Our code implements and adheres to all the required assignment specifications. We chose to add some additional features including soft shadows, textures, models, bounding sphere acceleration and refraction. Area lights are used to achieve soft shadows by sampling several shadow rays from the intersection point to random points on the area light, the randomness eliminates banding. Textures are done in the standard way (interpolating the texture coordinates for each vertex using the barycentric coordinates in the intersection test). Models are inputted from .obj files and for each .obj file we average all the points to find a center for the model, and then get the farthest distance from the center to any given point and use that as the radius for a bounding sphere, thus when testing models we can do a quick ray-sphere intersection first and if the ray doesn't collide then we save having to do many expensive ray-triangle intersection tests. Finally translucency and dielectric values are supported which allows an object to support both refraction, reflection and standard shading all at the same time. The refracted ray is computed using Snells law and is thus physically correct.

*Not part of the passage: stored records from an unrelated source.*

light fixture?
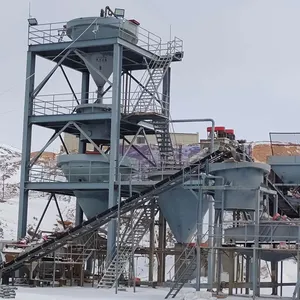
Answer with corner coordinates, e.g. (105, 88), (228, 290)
(28, 18), (38, 26)
(114, 8), (125, 18)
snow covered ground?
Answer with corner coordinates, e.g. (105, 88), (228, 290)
(9, 287), (293, 300)
(0, 145), (297, 300)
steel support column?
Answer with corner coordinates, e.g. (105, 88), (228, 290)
(196, 186), (203, 292)
(18, 51), (36, 239)
(107, 44), (122, 255)
(161, 67), (172, 165)
(157, 211), (166, 285)
(75, 72), (90, 225)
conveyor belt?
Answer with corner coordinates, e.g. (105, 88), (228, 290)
(237, 149), (299, 218)
(0, 150), (231, 273)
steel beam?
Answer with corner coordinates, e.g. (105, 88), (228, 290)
(75, 72), (90, 226)
(18, 51), (36, 239)
(33, 50), (71, 98)
(107, 44), (123, 255)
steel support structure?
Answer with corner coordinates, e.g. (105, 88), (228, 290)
(17, 51), (36, 239)
(107, 44), (122, 255)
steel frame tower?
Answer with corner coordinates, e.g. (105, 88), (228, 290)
(18, 11), (183, 260)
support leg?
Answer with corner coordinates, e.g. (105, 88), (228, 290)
(18, 52), (35, 239)
(107, 44), (122, 255)
(75, 72), (90, 225)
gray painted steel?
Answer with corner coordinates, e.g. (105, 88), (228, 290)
(224, 221), (300, 242)
(67, 17), (138, 44)
(57, 154), (132, 218)
(158, 186), (210, 243)
(209, 162), (270, 211)
(268, 156), (300, 184)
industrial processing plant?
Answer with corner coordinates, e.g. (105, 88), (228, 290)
(0, 7), (300, 299)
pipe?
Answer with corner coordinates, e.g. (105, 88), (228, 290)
(170, 118), (215, 153)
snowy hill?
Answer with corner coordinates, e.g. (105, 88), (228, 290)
(0, 145), (297, 295)
(0, 145), (75, 240)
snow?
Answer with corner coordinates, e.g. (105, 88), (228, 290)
(0, 145), (297, 300)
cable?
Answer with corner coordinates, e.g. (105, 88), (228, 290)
(0, 17), (98, 96)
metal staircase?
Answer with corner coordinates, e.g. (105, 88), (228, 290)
(165, 243), (207, 299)
(0, 149), (231, 275)
(132, 41), (177, 164)
(98, 200), (158, 288)
(153, 120), (176, 166)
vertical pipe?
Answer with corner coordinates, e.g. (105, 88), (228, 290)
(196, 183), (203, 292)
(75, 72), (90, 225)
(148, 203), (155, 282)
(207, 196), (214, 291)
(280, 261), (283, 297)
(161, 67), (172, 162)
(107, 44), (122, 255)
(246, 255), (250, 295)
(157, 211), (166, 284)
(252, 190), (261, 299)
(18, 51), (36, 239)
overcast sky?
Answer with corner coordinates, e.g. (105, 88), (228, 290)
(0, 0), (300, 150)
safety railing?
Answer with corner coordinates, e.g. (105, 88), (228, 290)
(219, 220), (300, 248)
(32, 91), (169, 116)
(29, 161), (152, 183)
(28, 18), (183, 55)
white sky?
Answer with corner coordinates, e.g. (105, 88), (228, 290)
(0, 0), (300, 150)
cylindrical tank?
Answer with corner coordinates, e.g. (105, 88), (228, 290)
(75, 103), (111, 144)
(57, 154), (133, 218)
(209, 162), (270, 210)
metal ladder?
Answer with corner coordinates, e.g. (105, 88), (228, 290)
(132, 42), (176, 113)
(133, 42), (176, 164)
(97, 201), (158, 288)
(165, 243), (207, 299)
(292, 277), (300, 300)
(153, 120), (176, 165)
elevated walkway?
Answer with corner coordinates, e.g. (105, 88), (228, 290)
(0, 149), (231, 274)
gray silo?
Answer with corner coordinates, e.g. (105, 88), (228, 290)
(18, 7), (183, 262)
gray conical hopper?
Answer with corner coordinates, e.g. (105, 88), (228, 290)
(268, 156), (300, 184)
(158, 186), (210, 243)
(57, 154), (132, 218)
(66, 17), (139, 102)
(209, 162), (270, 211)
(81, 52), (113, 98)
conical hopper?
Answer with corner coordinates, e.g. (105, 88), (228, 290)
(268, 156), (300, 184)
(80, 52), (113, 91)
(57, 154), (132, 219)
(158, 186), (210, 243)
(209, 162), (270, 211)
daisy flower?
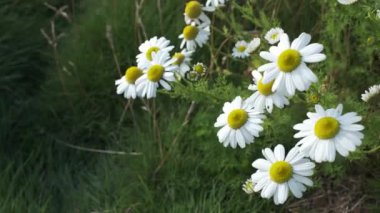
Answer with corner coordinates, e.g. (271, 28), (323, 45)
(232, 38), (260, 58)
(258, 33), (326, 96)
(183, 1), (213, 24)
(115, 66), (143, 99)
(173, 49), (193, 77)
(193, 62), (207, 76)
(136, 51), (177, 99)
(338, 0), (358, 5)
(179, 23), (210, 50)
(242, 178), (255, 194)
(247, 70), (289, 113)
(214, 96), (265, 149)
(264, 27), (284, 44)
(293, 104), (364, 163)
(136, 36), (174, 69)
(206, 0), (228, 8)
(362, 84), (380, 102)
(251, 144), (315, 205)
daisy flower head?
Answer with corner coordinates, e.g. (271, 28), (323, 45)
(338, 0), (358, 5)
(183, 0), (214, 24)
(136, 36), (174, 69)
(179, 23), (210, 50)
(362, 84), (380, 103)
(232, 38), (260, 58)
(264, 27), (284, 44)
(247, 70), (289, 113)
(258, 33), (326, 96)
(136, 51), (177, 99)
(251, 144), (315, 205)
(115, 66), (143, 99)
(173, 49), (194, 77)
(242, 178), (255, 194)
(293, 104), (364, 163)
(214, 96), (265, 149)
(206, 0), (228, 8)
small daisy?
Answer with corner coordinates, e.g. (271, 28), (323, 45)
(232, 38), (260, 58)
(179, 23), (210, 50)
(115, 67), (143, 99)
(362, 84), (380, 103)
(136, 36), (174, 69)
(247, 70), (289, 113)
(183, 1), (213, 24)
(338, 0), (358, 5)
(265, 27), (284, 44)
(242, 178), (255, 194)
(192, 62), (207, 76)
(258, 33), (326, 96)
(293, 104), (364, 163)
(206, 0), (228, 8)
(173, 49), (193, 77)
(251, 144), (315, 205)
(136, 51), (177, 99)
(214, 96), (265, 149)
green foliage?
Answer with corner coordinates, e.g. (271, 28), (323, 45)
(0, 0), (380, 212)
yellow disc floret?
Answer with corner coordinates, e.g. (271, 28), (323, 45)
(125, 67), (143, 84)
(193, 63), (205, 75)
(173, 53), (185, 65)
(147, 64), (165, 82)
(237, 46), (247, 52)
(145, 47), (160, 61)
(314, 117), (340, 139)
(271, 33), (278, 40)
(227, 109), (248, 129)
(183, 25), (199, 40)
(257, 79), (274, 96)
(185, 1), (202, 19)
(269, 161), (293, 183)
(277, 49), (301, 72)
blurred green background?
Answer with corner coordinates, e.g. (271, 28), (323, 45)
(0, 0), (380, 212)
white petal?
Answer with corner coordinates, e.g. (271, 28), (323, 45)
(302, 53), (326, 63)
(274, 144), (285, 161)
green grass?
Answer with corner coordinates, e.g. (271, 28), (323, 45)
(0, 0), (380, 212)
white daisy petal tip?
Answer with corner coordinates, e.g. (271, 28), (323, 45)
(361, 84), (380, 104)
(294, 104), (364, 163)
(338, 0), (358, 5)
(242, 178), (255, 194)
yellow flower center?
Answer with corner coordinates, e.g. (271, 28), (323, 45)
(173, 53), (185, 65)
(183, 25), (199, 40)
(124, 67), (143, 84)
(193, 64), (204, 74)
(277, 49), (301, 72)
(227, 109), (248, 129)
(237, 46), (247, 52)
(314, 117), (340, 139)
(269, 161), (293, 183)
(307, 94), (319, 104)
(145, 47), (160, 61)
(257, 79), (274, 96)
(185, 1), (202, 19)
(271, 33), (278, 40)
(147, 65), (165, 82)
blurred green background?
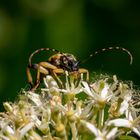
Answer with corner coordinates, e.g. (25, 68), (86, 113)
(0, 0), (140, 110)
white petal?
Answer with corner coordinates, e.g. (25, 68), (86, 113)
(20, 122), (34, 138)
(107, 119), (131, 128)
(101, 84), (109, 99)
(106, 127), (118, 139)
(81, 120), (99, 136)
(82, 81), (93, 97)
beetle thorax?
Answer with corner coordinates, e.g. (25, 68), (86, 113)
(49, 53), (79, 72)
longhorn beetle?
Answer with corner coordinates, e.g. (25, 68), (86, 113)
(26, 47), (133, 90)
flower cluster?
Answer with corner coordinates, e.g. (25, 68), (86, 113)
(0, 74), (140, 140)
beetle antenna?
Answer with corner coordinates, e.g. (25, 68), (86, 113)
(29, 48), (61, 66)
(82, 47), (133, 65)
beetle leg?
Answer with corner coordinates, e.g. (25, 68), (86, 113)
(26, 67), (33, 86)
(26, 64), (49, 91)
(79, 68), (89, 81)
(52, 69), (64, 87)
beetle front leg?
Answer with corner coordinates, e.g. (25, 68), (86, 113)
(52, 69), (64, 87)
(79, 68), (89, 81)
(26, 67), (33, 86)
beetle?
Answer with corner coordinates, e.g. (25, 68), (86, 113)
(26, 47), (133, 90)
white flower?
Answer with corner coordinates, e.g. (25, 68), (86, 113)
(107, 112), (140, 137)
(80, 120), (118, 140)
(82, 81), (113, 104)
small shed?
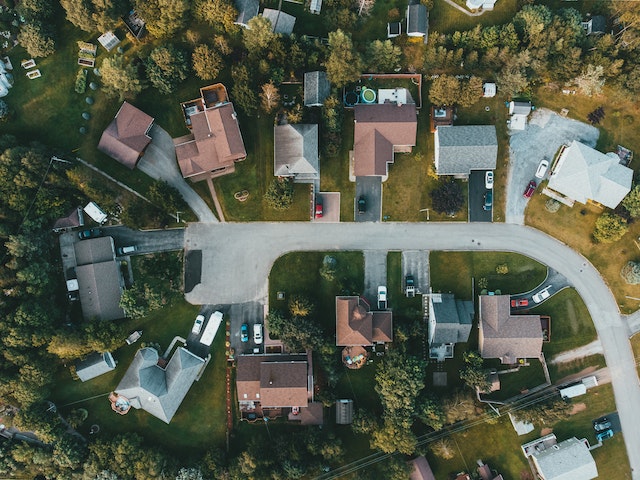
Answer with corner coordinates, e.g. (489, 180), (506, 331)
(336, 399), (353, 425)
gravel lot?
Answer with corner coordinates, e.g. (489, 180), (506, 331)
(505, 108), (599, 225)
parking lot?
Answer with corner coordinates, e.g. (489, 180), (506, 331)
(469, 170), (496, 222)
(353, 177), (382, 222)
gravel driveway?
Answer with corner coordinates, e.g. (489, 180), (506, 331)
(505, 108), (600, 225)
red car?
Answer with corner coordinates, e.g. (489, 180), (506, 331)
(522, 180), (538, 198)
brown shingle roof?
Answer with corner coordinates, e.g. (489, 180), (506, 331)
(479, 295), (542, 364)
(173, 103), (247, 178)
(353, 103), (418, 176)
(98, 102), (153, 169)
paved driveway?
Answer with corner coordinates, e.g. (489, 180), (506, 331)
(138, 124), (218, 222)
(469, 170), (496, 222)
(353, 177), (382, 222)
(185, 222), (640, 480)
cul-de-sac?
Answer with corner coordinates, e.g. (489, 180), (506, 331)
(0, 0), (640, 480)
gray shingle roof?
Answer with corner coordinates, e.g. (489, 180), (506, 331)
(407, 3), (428, 35)
(76, 352), (116, 382)
(116, 347), (204, 423)
(549, 140), (633, 208)
(235, 0), (260, 28)
(262, 8), (296, 35)
(434, 125), (498, 175)
(304, 71), (331, 107)
(532, 437), (598, 480)
(273, 124), (320, 181)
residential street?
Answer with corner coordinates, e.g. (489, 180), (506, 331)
(185, 223), (640, 480)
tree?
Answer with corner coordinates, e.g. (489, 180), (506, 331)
(133, 0), (191, 38)
(242, 15), (276, 51)
(260, 82), (280, 113)
(145, 44), (189, 95)
(622, 184), (640, 218)
(325, 30), (362, 88)
(18, 23), (55, 57)
(191, 44), (222, 80)
(100, 55), (143, 101)
(431, 180), (464, 215)
(365, 40), (402, 72)
(429, 75), (460, 106)
(593, 213), (629, 243)
(193, 0), (238, 32)
(264, 177), (293, 210)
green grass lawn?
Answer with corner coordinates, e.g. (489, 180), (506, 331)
(429, 252), (547, 300)
(531, 288), (597, 361)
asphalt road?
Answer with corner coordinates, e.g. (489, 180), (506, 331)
(469, 170), (496, 222)
(185, 223), (640, 480)
(353, 177), (382, 222)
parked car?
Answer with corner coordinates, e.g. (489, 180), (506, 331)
(533, 285), (551, 303)
(378, 285), (387, 310)
(484, 170), (493, 190)
(253, 323), (262, 345)
(482, 190), (493, 210)
(358, 195), (367, 215)
(596, 428), (613, 442)
(536, 160), (549, 178)
(240, 323), (249, 342)
(522, 180), (538, 198)
(116, 245), (137, 255)
(191, 315), (204, 335)
(593, 417), (611, 432)
(78, 228), (103, 240)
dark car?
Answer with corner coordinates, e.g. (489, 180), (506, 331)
(593, 417), (611, 432)
(522, 180), (538, 198)
(358, 195), (367, 215)
(78, 228), (102, 240)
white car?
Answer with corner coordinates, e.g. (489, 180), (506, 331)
(536, 160), (549, 178)
(484, 170), (493, 190)
(191, 315), (204, 335)
(253, 323), (262, 345)
(533, 285), (551, 303)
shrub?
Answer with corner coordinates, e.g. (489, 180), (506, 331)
(75, 68), (87, 93)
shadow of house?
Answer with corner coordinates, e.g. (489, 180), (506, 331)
(428, 293), (474, 361)
(115, 347), (205, 423)
(98, 102), (153, 169)
(273, 124), (320, 183)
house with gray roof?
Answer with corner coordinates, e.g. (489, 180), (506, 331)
(76, 352), (116, 382)
(115, 347), (205, 423)
(304, 71), (331, 107)
(522, 434), (598, 480)
(74, 237), (125, 320)
(273, 124), (320, 183)
(434, 125), (498, 178)
(428, 293), (474, 361)
(407, 2), (429, 37)
(478, 295), (543, 365)
(545, 140), (633, 208)
(262, 8), (296, 35)
(234, 0), (260, 28)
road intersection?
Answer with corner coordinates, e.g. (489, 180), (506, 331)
(185, 223), (640, 480)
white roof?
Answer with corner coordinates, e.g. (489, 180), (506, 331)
(549, 140), (633, 208)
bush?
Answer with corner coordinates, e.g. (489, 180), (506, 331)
(75, 68), (87, 93)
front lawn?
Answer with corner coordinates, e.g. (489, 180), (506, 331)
(429, 252), (547, 300)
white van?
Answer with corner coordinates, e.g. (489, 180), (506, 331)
(253, 323), (262, 345)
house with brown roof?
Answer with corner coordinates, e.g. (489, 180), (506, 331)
(98, 102), (153, 169)
(236, 354), (313, 411)
(173, 83), (247, 182)
(351, 103), (418, 181)
(478, 295), (543, 365)
(336, 296), (393, 347)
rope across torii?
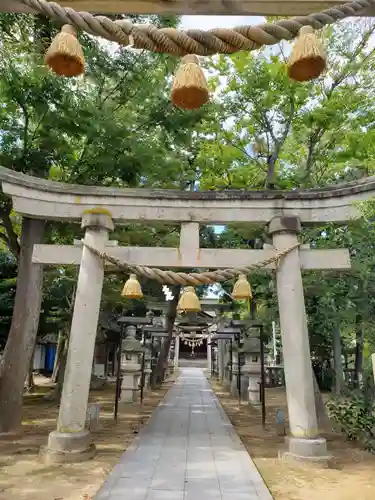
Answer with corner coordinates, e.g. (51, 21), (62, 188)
(15, 0), (375, 56)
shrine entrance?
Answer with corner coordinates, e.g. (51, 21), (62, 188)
(0, 164), (375, 460)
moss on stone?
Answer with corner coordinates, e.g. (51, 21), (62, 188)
(83, 207), (112, 217)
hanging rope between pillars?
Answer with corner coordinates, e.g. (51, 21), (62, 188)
(81, 240), (300, 286)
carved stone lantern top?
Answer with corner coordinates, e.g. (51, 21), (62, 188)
(242, 337), (260, 354)
(121, 325), (143, 354)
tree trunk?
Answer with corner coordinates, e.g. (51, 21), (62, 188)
(151, 285), (181, 388)
(25, 341), (36, 392)
(0, 217), (45, 432)
(355, 314), (363, 387)
(44, 334), (69, 401)
(311, 367), (332, 430)
(51, 330), (65, 383)
(332, 327), (344, 394)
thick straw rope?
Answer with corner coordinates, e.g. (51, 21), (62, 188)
(82, 240), (300, 286)
(18, 0), (375, 56)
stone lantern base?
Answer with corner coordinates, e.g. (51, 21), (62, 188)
(40, 430), (95, 464)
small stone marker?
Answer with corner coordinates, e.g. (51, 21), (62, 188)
(86, 403), (100, 431)
(276, 408), (285, 436)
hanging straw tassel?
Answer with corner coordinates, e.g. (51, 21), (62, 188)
(232, 274), (253, 300)
(121, 274), (143, 299)
(172, 55), (209, 109)
(177, 286), (201, 312)
(45, 24), (85, 77)
(288, 26), (327, 82)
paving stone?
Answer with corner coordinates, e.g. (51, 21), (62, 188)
(146, 490), (184, 500)
(95, 368), (272, 500)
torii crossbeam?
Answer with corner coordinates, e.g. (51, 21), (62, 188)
(0, 0), (375, 16)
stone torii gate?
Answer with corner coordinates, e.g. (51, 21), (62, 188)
(0, 168), (375, 461)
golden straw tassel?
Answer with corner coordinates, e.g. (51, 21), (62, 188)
(177, 286), (201, 312)
(288, 26), (327, 82)
(232, 274), (253, 300)
(121, 274), (143, 299)
(45, 24), (85, 77)
(171, 55), (209, 110)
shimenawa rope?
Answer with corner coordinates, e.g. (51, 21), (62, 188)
(82, 240), (300, 286)
(18, 0), (375, 56)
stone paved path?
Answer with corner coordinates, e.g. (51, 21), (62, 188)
(95, 368), (272, 500)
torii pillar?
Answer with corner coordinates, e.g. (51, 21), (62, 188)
(42, 212), (114, 463)
(268, 217), (328, 460)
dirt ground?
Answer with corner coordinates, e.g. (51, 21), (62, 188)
(0, 377), (174, 500)
(212, 381), (375, 500)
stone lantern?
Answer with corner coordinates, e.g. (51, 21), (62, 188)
(120, 325), (143, 403)
(144, 339), (152, 390)
(242, 337), (262, 405)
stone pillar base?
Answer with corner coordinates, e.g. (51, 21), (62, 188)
(279, 436), (332, 465)
(40, 430), (95, 464)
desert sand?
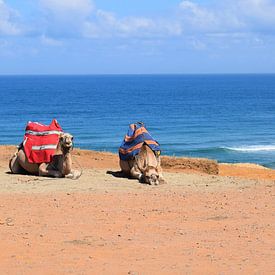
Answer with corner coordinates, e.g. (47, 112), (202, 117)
(0, 146), (275, 274)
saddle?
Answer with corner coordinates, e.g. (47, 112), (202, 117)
(22, 119), (63, 164)
(119, 122), (161, 161)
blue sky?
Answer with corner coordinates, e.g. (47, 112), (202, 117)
(0, 0), (275, 74)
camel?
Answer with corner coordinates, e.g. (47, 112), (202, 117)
(9, 133), (82, 179)
(119, 143), (166, 185)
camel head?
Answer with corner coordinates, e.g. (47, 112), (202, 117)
(142, 166), (159, 185)
(59, 133), (74, 151)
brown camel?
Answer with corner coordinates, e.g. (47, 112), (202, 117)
(119, 143), (166, 185)
(9, 133), (81, 179)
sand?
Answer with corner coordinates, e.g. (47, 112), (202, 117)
(0, 146), (275, 274)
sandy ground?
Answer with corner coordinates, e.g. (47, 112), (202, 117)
(0, 146), (275, 274)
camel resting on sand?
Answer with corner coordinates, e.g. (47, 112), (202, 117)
(9, 133), (82, 179)
(119, 143), (166, 185)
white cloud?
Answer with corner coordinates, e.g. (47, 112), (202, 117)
(40, 34), (63, 47)
(179, 0), (275, 32)
(40, 0), (94, 20)
(0, 0), (21, 35)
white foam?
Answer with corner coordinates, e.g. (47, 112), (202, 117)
(223, 145), (275, 152)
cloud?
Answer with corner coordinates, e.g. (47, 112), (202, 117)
(0, 0), (21, 35)
(40, 0), (94, 20)
(83, 9), (181, 38)
(179, 0), (275, 32)
(40, 34), (63, 47)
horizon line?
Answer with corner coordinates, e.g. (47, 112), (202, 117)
(0, 72), (275, 77)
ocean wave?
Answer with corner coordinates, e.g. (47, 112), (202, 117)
(222, 145), (275, 152)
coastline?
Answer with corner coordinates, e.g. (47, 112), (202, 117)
(0, 146), (275, 275)
(0, 145), (275, 180)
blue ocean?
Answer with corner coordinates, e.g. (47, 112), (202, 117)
(0, 74), (275, 167)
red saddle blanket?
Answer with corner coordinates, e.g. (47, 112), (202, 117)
(23, 119), (63, 163)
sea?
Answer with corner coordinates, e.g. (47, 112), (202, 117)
(0, 74), (275, 168)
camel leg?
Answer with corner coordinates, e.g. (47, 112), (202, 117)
(130, 165), (143, 182)
(157, 161), (167, 184)
(65, 170), (82, 180)
(39, 163), (63, 178)
(17, 150), (38, 175)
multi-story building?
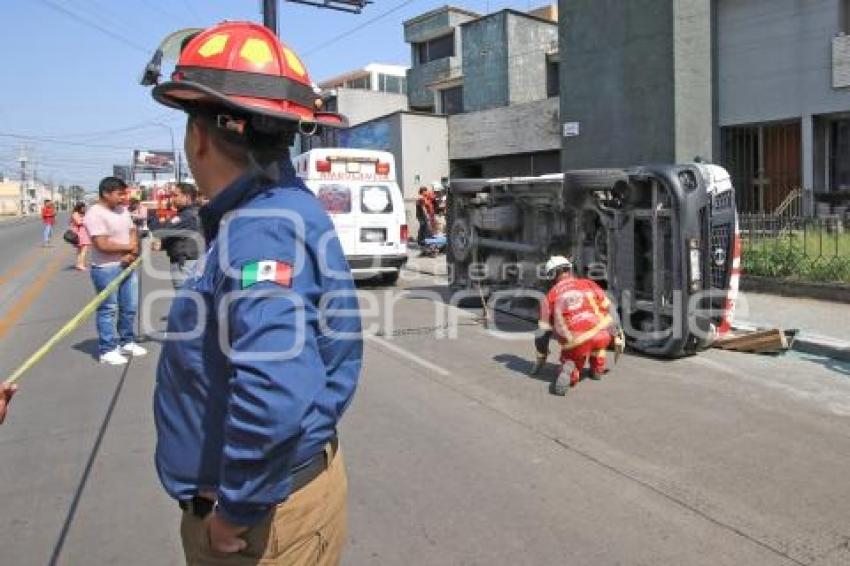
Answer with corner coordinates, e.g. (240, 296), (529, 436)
(560, 0), (850, 213)
(714, 0), (850, 213)
(404, 6), (561, 177)
(318, 63), (407, 126)
(403, 6), (481, 114)
(294, 63), (407, 153)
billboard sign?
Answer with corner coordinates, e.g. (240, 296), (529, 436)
(133, 149), (174, 173)
(112, 165), (130, 183)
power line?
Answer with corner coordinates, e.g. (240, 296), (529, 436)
(35, 0), (150, 55)
(0, 132), (141, 150)
(304, 0), (416, 57)
(183, 0), (201, 21)
(142, 0), (190, 27)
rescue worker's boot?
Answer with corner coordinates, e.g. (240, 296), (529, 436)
(590, 352), (608, 381)
(552, 365), (575, 397)
(528, 354), (546, 375)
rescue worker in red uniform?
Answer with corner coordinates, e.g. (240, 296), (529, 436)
(531, 256), (623, 396)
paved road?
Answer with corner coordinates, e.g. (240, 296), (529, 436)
(0, 224), (850, 566)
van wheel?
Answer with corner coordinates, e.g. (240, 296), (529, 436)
(564, 169), (629, 191)
(381, 269), (401, 285)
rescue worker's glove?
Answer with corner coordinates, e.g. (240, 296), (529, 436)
(614, 329), (626, 364)
(528, 352), (546, 375)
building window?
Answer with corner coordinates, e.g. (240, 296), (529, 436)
(829, 119), (850, 191)
(546, 61), (561, 98)
(415, 33), (455, 65)
(440, 86), (463, 114)
(345, 75), (372, 90)
(720, 121), (803, 214)
(378, 74), (407, 94)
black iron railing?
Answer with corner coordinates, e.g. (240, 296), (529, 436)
(740, 214), (850, 283)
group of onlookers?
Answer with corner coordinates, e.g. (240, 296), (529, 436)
(416, 187), (446, 244)
(41, 177), (203, 365)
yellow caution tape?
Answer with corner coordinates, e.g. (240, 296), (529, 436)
(4, 257), (142, 384)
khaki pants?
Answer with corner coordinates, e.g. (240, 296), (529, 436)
(180, 448), (348, 566)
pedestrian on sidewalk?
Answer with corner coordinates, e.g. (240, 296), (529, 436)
(531, 256), (622, 395)
(148, 183), (203, 289)
(416, 187), (431, 246)
(84, 177), (147, 365)
(41, 199), (56, 248)
(70, 202), (91, 271)
(127, 197), (149, 238)
(147, 22), (363, 566)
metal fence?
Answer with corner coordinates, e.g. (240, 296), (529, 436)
(740, 214), (850, 283)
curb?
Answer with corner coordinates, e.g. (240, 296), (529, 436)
(732, 322), (850, 362)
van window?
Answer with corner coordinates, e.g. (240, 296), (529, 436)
(360, 185), (393, 214)
(316, 185), (351, 214)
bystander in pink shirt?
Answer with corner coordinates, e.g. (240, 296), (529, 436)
(85, 203), (134, 266)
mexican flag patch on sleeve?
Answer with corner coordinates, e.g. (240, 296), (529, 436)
(242, 260), (292, 289)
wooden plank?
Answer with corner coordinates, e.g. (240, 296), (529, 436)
(714, 328), (788, 353)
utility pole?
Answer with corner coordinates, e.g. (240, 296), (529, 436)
(18, 146), (27, 216)
(262, 0), (278, 35)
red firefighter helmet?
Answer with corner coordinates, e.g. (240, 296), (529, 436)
(153, 22), (347, 128)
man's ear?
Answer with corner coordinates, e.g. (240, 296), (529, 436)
(186, 120), (211, 159)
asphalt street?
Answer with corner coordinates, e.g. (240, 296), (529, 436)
(0, 215), (850, 566)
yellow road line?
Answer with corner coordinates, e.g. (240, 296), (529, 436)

Examples of soft shadows, textures and refraction can be seen in the "Spheres" screen-shot up above. The central sphere is mostly translucent (as can be seen by the checkerboard refracting off the top of it and the sky refracting off the bottom) while still maintaining a small amount of opacity which results in the specular shine as well as the diffuse shading, reflection and light shadow that contribute to its final appearance. The surrounding spheres are all perfect mirrors except for a slight diffuse and specular contribution.